I fully realise that there will be differences of viewpoints when it comes to the trustworthiness of individual DNS service providers.

But I was trying to make a different point. While we may disagree which provider I’d like to use for the DNS service, I think it would be quite reasonable for us to agree that if all of us put our all our queries in one place (whatever that is) that this causes severe problems:

- That place becomes immensely valuable from a commercial data mining perspective. There’s a risk that it will at least at some point be used for data mining, despite whatever the intentions of the people who set this system up now is.

- That place becomes immensely interesting to for governments to tap. There’s a risk that this tapping is either already happening or will be happening going forward, despite best intentions of the people who set it up or who manage it.

- That places becomes critical infrastructure and a weak point that we do not need in the Internet.

As a result, I would like to suggest that the IETF actually concludes the above and recommends against this practice.

For whatever it is worth, I can understand some motivations for doing something like this e.g. in browsers. Some good reasons and potentially also some not so good reasons. But even with that background, it is difficult for me to imagine a worse act for the Internet than making browsers call home for every action of the user. The privacy impacts for the users are unimaginably bad.

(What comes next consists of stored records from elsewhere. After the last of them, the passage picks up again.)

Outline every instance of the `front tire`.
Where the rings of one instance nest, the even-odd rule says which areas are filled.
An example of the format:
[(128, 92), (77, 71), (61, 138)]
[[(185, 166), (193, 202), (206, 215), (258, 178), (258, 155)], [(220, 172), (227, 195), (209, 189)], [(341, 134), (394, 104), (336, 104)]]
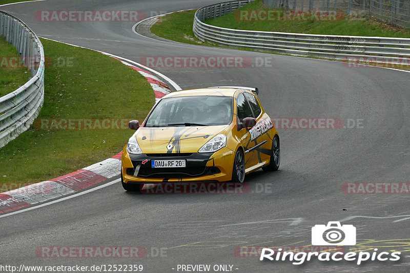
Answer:
[(124, 183), (124, 179), (122, 178), (122, 172), (121, 172), (121, 184), (122, 187), (127, 192), (140, 192), (142, 187), (144, 186), (144, 183), (139, 184), (128, 184)]
[(280, 143), (279, 137), (275, 135), (272, 140), (272, 149), (271, 151), (271, 162), (269, 165), (262, 168), (263, 171), (277, 171), (280, 164)]
[(242, 183), (245, 180), (245, 157), (243, 152), (239, 149), (235, 155), (234, 167), (232, 170), (232, 182)]

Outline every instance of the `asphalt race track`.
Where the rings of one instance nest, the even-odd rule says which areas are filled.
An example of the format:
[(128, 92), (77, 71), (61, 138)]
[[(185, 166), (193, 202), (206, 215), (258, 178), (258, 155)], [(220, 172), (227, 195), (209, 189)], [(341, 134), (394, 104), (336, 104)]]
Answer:
[[(247, 176), (251, 192), (133, 194), (114, 183), (0, 219), (0, 264), (141, 264), (143, 271), (150, 272), (181, 272), (181, 265), (187, 264), (210, 264), (210, 272), (215, 265), (230, 265), (240, 272), (410, 270), (408, 193), (352, 194), (342, 190), (348, 182), (410, 182), (410, 74), (155, 40), (134, 33), (135, 22), (50, 22), (34, 16), (44, 10), (142, 10), (150, 17), (218, 2), (47, 0), (0, 7), (39, 36), (136, 62), (157, 56), (249, 58), (252, 64), (248, 67), (155, 69), (182, 89), (257, 87), (265, 111), (279, 122), (290, 122), (289, 127), (277, 125), (279, 170)], [(343, 123), (340, 129), (312, 125), (298, 129), (290, 127), (293, 118)], [(260, 261), (259, 255), (248, 257), (238, 251), (240, 246), (310, 245), (312, 227), (336, 221), (357, 229), (356, 245), (345, 246), (346, 251), (373, 253), (376, 247), (379, 252), (401, 251), (400, 259), (358, 266), (313, 259), (295, 265), (289, 261)], [(44, 246), (136, 246), (145, 248), (147, 255), (47, 258), (39, 253)]]

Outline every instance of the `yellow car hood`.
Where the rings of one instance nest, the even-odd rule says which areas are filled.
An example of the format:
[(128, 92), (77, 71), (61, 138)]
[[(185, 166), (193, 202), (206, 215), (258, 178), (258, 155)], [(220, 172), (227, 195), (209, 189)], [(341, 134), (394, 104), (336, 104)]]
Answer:
[(197, 153), (228, 126), (140, 127), (135, 136), (144, 154)]

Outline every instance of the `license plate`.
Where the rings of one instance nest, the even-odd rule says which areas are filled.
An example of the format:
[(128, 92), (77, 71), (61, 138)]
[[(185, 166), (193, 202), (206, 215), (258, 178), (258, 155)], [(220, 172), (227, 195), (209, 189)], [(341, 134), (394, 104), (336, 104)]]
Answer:
[(180, 168), (187, 166), (185, 159), (161, 159), (151, 160), (151, 166), (153, 168)]

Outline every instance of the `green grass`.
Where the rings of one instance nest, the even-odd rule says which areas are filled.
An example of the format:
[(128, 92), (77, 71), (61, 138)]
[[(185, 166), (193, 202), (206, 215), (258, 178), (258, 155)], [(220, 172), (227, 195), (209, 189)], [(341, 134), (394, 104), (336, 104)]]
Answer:
[(17, 49), (0, 36), (0, 97), (12, 92), (29, 80), (29, 71), (19, 64)]
[[(241, 10), (272, 10), (261, 0), (252, 2), (233, 12), (204, 23), (220, 27), (247, 30), (292, 32), (312, 34), (351, 36), (374, 36), (410, 38), (410, 31), (393, 27), (370, 16), (345, 16), (338, 20), (245, 20), (241, 19)], [(251, 12), (249, 12), (249, 14)], [(274, 13), (276, 14), (276, 13)], [(188, 16), (188, 15), (187, 15)], [(292, 18), (296, 18), (293, 16)]]
[[(154, 94), (145, 78), (117, 60), (86, 49), (42, 41), (48, 61), (44, 104), (37, 121), (141, 119), (154, 104)], [(0, 149), (0, 192), (110, 157), (122, 150), (133, 132), (32, 127)]]
[(152, 26), (151, 31), (157, 36), (169, 40), (194, 45), (203, 44), (195, 37), (192, 30), (195, 11), (188, 10), (162, 16)]
[[(253, 9), (266, 10), (268, 8), (263, 6), (260, 0), (257, 0), (236, 10)], [(159, 21), (152, 26), (151, 29), (151, 32), (160, 37), (181, 43), (227, 48), (227, 47), (223, 46), (203, 43), (195, 37), (192, 31), (192, 24), (195, 11), (196, 10), (182, 11), (162, 16)], [(388, 24), (380, 22), (375, 18), (369, 17), (360, 17), (358, 15), (345, 17), (342, 20), (331, 22), (317, 20), (309, 22), (294, 20), (243, 22), (237, 19), (239, 16), (240, 16), (240, 13), (235, 14), (234, 12), (233, 13), (231, 13), (220, 17), (206, 20), (205, 23), (220, 27), (258, 31), (330, 35), (410, 37), (410, 31), (408, 30), (393, 27)], [(253, 51), (247, 48), (240, 49)], [(269, 51), (261, 51), (277, 54)], [(372, 64), (362, 64), (372, 65)], [(376, 66), (380, 66), (380, 64), (373, 64), (373, 65), (377, 65)], [(410, 70), (410, 68), (407, 66), (391, 66), (387, 67), (391, 67), (398, 69)]]

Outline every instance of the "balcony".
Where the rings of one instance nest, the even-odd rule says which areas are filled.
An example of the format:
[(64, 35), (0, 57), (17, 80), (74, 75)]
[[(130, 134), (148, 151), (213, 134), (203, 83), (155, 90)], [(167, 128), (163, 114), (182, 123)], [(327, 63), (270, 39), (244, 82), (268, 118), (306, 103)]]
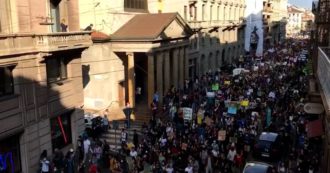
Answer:
[(2, 34), (0, 56), (86, 48), (90, 45), (92, 45), (90, 32)]

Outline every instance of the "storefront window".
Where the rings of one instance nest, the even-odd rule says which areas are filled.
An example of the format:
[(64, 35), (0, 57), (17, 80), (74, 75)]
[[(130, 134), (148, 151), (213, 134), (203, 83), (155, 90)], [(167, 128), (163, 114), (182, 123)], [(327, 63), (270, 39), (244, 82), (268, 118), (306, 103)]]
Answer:
[(50, 120), (53, 150), (62, 149), (71, 144), (71, 112), (62, 114)]
[(19, 136), (0, 141), (0, 173), (18, 173), (22, 171)]

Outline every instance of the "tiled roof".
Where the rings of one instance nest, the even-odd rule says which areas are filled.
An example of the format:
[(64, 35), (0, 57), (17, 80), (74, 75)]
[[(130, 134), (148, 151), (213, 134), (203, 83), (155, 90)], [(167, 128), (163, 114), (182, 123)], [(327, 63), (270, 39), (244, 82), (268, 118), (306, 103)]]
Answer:
[(93, 31), (91, 36), (93, 41), (106, 41), (110, 39), (109, 35), (99, 31)]
[(177, 16), (177, 13), (135, 15), (111, 35), (111, 40), (154, 40)]

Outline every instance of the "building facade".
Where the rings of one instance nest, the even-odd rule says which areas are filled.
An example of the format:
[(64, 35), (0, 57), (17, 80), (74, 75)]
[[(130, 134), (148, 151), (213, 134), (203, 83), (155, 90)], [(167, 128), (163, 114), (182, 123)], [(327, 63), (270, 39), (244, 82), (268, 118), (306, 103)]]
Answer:
[(314, 14), (310, 10), (306, 10), (303, 13), (301, 19), (301, 32), (308, 34), (314, 30)]
[(246, 0), (245, 51), (262, 56), (264, 48), (263, 1)]
[[(89, 71), (84, 73), (89, 81), (84, 88), (85, 106), (89, 109), (104, 110), (110, 107), (110, 114), (120, 114), (121, 107), (125, 103), (135, 105), (136, 100), (130, 99), (135, 97), (135, 94), (130, 93), (134, 93), (137, 88), (142, 89), (142, 98), (145, 98), (144, 101), (139, 102), (149, 105), (152, 91), (157, 91), (160, 96), (163, 96), (171, 85), (181, 88), (185, 79), (218, 69), (226, 63), (234, 62), (234, 59), (244, 54), (245, 2), (243, 0), (124, 0), (111, 4), (105, 0), (97, 3), (80, 0), (79, 9), (81, 28), (92, 23), (96, 31), (109, 35), (107, 43), (94, 44), (84, 52), (86, 56), (83, 56), (83, 65)], [(125, 38), (123, 35), (116, 37), (122, 27), (130, 23), (130, 20), (136, 20), (134, 19), (136, 16), (147, 15), (144, 17), (148, 18), (148, 15), (158, 14), (162, 18), (162, 14), (168, 16), (172, 12), (178, 12), (178, 15), (175, 15), (176, 17), (173, 17), (171, 22), (167, 23), (166, 20), (163, 21), (166, 24), (161, 25), (162, 32), (165, 32), (167, 28), (166, 32), (169, 33), (165, 35), (172, 36), (158, 40), (158, 42), (164, 42), (164, 45), (171, 43), (171, 48), (149, 44), (147, 46), (151, 46), (151, 50), (144, 49), (141, 52), (136, 47), (132, 47), (133, 43), (141, 44), (143, 40), (150, 42), (146, 33), (141, 35), (140, 40)], [(175, 33), (177, 31), (182, 31), (183, 35)], [(192, 36), (187, 43), (188, 35)], [(178, 40), (178, 42), (173, 42), (173, 40)], [(122, 52), (127, 52), (127, 56), (126, 53), (124, 56)], [(135, 87), (129, 89), (127, 83), (129, 76), (125, 69), (128, 65), (126, 62), (128, 55), (132, 53), (136, 59), (135, 62), (138, 62), (135, 63), (134, 68), (137, 76), (134, 80)], [(147, 63), (137, 60), (141, 59), (139, 57), (142, 59), (148, 57), (147, 55), (163, 59), (165, 69), (164, 80), (160, 80), (160, 72), (155, 71), (154, 81), (157, 81), (157, 85), (150, 84), (149, 87), (141, 83), (149, 79)], [(175, 62), (173, 57), (180, 57), (180, 59)], [(165, 59), (169, 59), (169, 62)], [(155, 67), (156, 62), (157, 60), (155, 60)], [(168, 64), (169, 67), (167, 67)], [(157, 66), (157, 70), (160, 67), (162, 66)], [(159, 84), (160, 82), (165, 84)], [(110, 89), (104, 90), (106, 87)]]
[(193, 29), (189, 77), (214, 71), (244, 55), (244, 0), (154, 0), (150, 11), (179, 12)]
[(287, 36), (294, 36), (300, 33), (304, 12), (305, 10), (302, 8), (293, 5), (288, 6)]
[(330, 70), (330, 51), (329, 51), (329, 32), (330, 32), (330, 1), (319, 0), (314, 1), (312, 12), (315, 15), (315, 28), (312, 30), (312, 58), (314, 77), (317, 81), (317, 88), (321, 95), (322, 103), (325, 109), (323, 118), (323, 126), (325, 135), (323, 138), (323, 160), (322, 172), (330, 171), (330, 105), (329, 105), (329, 70)]
[(282, 42), (286, 37), (287, 0), (263, 1), (265, 46)]
[(5, 172), (36, 172), (44, 150), (51, 156), (55, 148), (77, 147), (84, 130), (81, 52), (91, 45), (90, 33), (79, 32), (77, 8), (76, 0), (0, 2)]

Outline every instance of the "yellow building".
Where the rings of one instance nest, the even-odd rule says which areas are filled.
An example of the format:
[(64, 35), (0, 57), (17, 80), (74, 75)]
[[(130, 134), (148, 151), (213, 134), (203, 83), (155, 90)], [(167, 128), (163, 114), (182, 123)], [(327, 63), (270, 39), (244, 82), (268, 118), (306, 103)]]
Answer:
[(287, 0), (263, 0), (265, 46), (282, 42), (286, 37)]
[[(41, 153), (76, 148), (84, 131), (77, 0), (0, 1), (1, 172), (40, 172)], [(6, 163), (6, 164), (3, 164)]]
[[(185, 79), (218, 69), (244, 54), (244, 0), (80, 0), (79, 9), (81, 28), (93, 24), (93, 29), (109, 36), (98, 43), (94, 39), (94, 45), (83, 53), (87, 109), (109, 108), (114, 116), (122, 114), (122, 106), (130, 102), (133, 106), (143, 103), (139, 110), (147, 112), (154, 91), (162, 98), (171, 85), (181, 88)], [(165, 19), (159, 25), (146, 25), (166, 37), (153, 35), (156, 40), (152, 41), (149, 33), (139, 39), (134, 34), (127, 36), (127, 25), (152, 16)], [(132, 27), (129, 32), (149, 29)], [(158, 42), (162, 44), (157, 46)], [(134, 59), (134, 71), (127, 71), (133, 63), (130, 59)], [(137, 88), (142, 89), (142, 100), (135, 99)]]

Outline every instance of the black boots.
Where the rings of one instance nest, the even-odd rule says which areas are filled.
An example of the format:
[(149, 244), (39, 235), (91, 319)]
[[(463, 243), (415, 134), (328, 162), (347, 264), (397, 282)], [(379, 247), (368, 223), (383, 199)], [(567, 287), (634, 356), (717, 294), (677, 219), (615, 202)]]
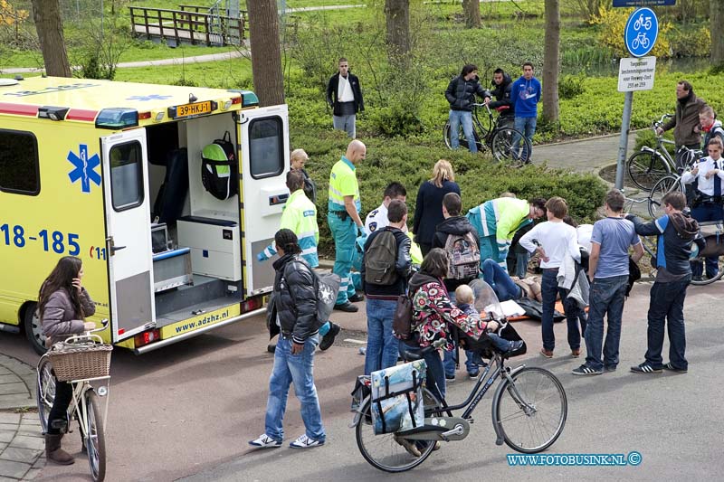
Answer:
[(56, 464), (71, 465), (75, 462), (75, 458), (61, 449), (61, 439), (62, 439), (62, 433), (55, 435), (45, 434), (45, 457), (48, 460), (52, 460)]

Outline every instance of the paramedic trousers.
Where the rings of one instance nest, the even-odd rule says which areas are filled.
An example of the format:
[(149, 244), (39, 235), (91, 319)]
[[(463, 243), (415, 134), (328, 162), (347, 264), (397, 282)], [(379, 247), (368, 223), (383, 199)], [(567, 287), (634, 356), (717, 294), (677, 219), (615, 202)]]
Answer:
[(352, 260), (355, 256), (355, 241), (357, 226), (352, 218), (347, 216), (342, 221), (333, 213), (327, 214), (327, 222), (334, 238), (334, 268), (332, 272), (339, 276), (339, 292), (337, 294), (337, 305), (344, 305), (349, 297), (355, 296), (355, 285), (351, 279)]
[(279, 337), (277, 349), (274, 351), (274, 367), (269, 378), (269, 399), (264, 423), (264, 433), (267, 437), (275, 440), (284, 439), (281, 422), (287, 410), (289, 387), (294, 383), (294, 393), (301, 405), (301, 420), (307, 429), (307, 437), (320, 441), (326, 439), (313, 377), (314, 350), (318, 340), (316, 335), (310, 336), (304, 343), (302, 352), (291, 354), (291, 336)]

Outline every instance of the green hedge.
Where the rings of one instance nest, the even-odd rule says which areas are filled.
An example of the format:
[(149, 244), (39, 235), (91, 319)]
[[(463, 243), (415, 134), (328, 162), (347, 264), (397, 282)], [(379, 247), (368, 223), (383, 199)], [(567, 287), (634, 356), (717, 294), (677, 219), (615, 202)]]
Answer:
[[(306, 167), (318, 185), (319, 249), (329, 254), (333, 252), (326, 219), (329, 171), (344, 154), (348, 139), (344, 133), (329, 128), (316, 132), (294, 130), (291, 134), (292, 148), (304, 148), (310, 155)], [(464, 150), (452, 152), (443, 146), (425, 146), (408, 139), (373, 137), (363, 140), (367, 146), (367, 156), (357, 166), (363, 215), (380, 204), (388, 183), (398, 181), (407, 188), (410, 225), (417, 190), (432, 176), (433, 165), (440, 158), (449, 159), (452, 164), (462, 194), (463, 212), (510, 191), (526, 199), (562, 196), (568, 202), (574, 217), (590, 221), (606, 190), (605, 184), (593, 175), (548, 170), (541, 165), (512, 169), (495, 163), (487, 156), (473, 156)]]

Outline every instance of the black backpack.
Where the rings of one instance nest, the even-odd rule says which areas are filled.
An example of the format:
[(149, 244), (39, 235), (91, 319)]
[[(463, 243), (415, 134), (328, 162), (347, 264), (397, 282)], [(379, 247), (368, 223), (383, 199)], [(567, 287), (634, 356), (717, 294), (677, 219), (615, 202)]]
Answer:
[(394, 284), (398, 278), (395, 265), (397, 262), (397, 240), (388, 229), (375, 236), (365, 252), (365, 281), (373, 285)]
[(236, 147), (227, 130), (201, 152), (201, 182), (211, 195), (224, 201), (239, 192), (238, 172)]

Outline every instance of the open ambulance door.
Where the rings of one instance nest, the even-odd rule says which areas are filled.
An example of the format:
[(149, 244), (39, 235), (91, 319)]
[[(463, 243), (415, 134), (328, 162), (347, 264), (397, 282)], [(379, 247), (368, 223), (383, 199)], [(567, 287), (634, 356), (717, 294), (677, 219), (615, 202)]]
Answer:
[(101, 138), (113, 342), (156, 325), (146, 131)]
[(257, 254), (274, 239), (281, 209), (289, 197), (289, 118), (286, 105), (239, 112), (243, 281), (245, 296), (272, 290), (272, 260), (259, 261)]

A few years ago we realised that surveillance organisations were looking at people's traffic, and we managed to change the Internet to protect this traffic with cryptographic means. I think it is to think about the next step, and ensure that we don’t create an Internet architecture that puts everyone’s data at central location.

Obviously, encrypted DNS is still hugely important, as are global DNS services. However, the deployment model of using one (or a small number of) providers is just wrong. That would be fixable.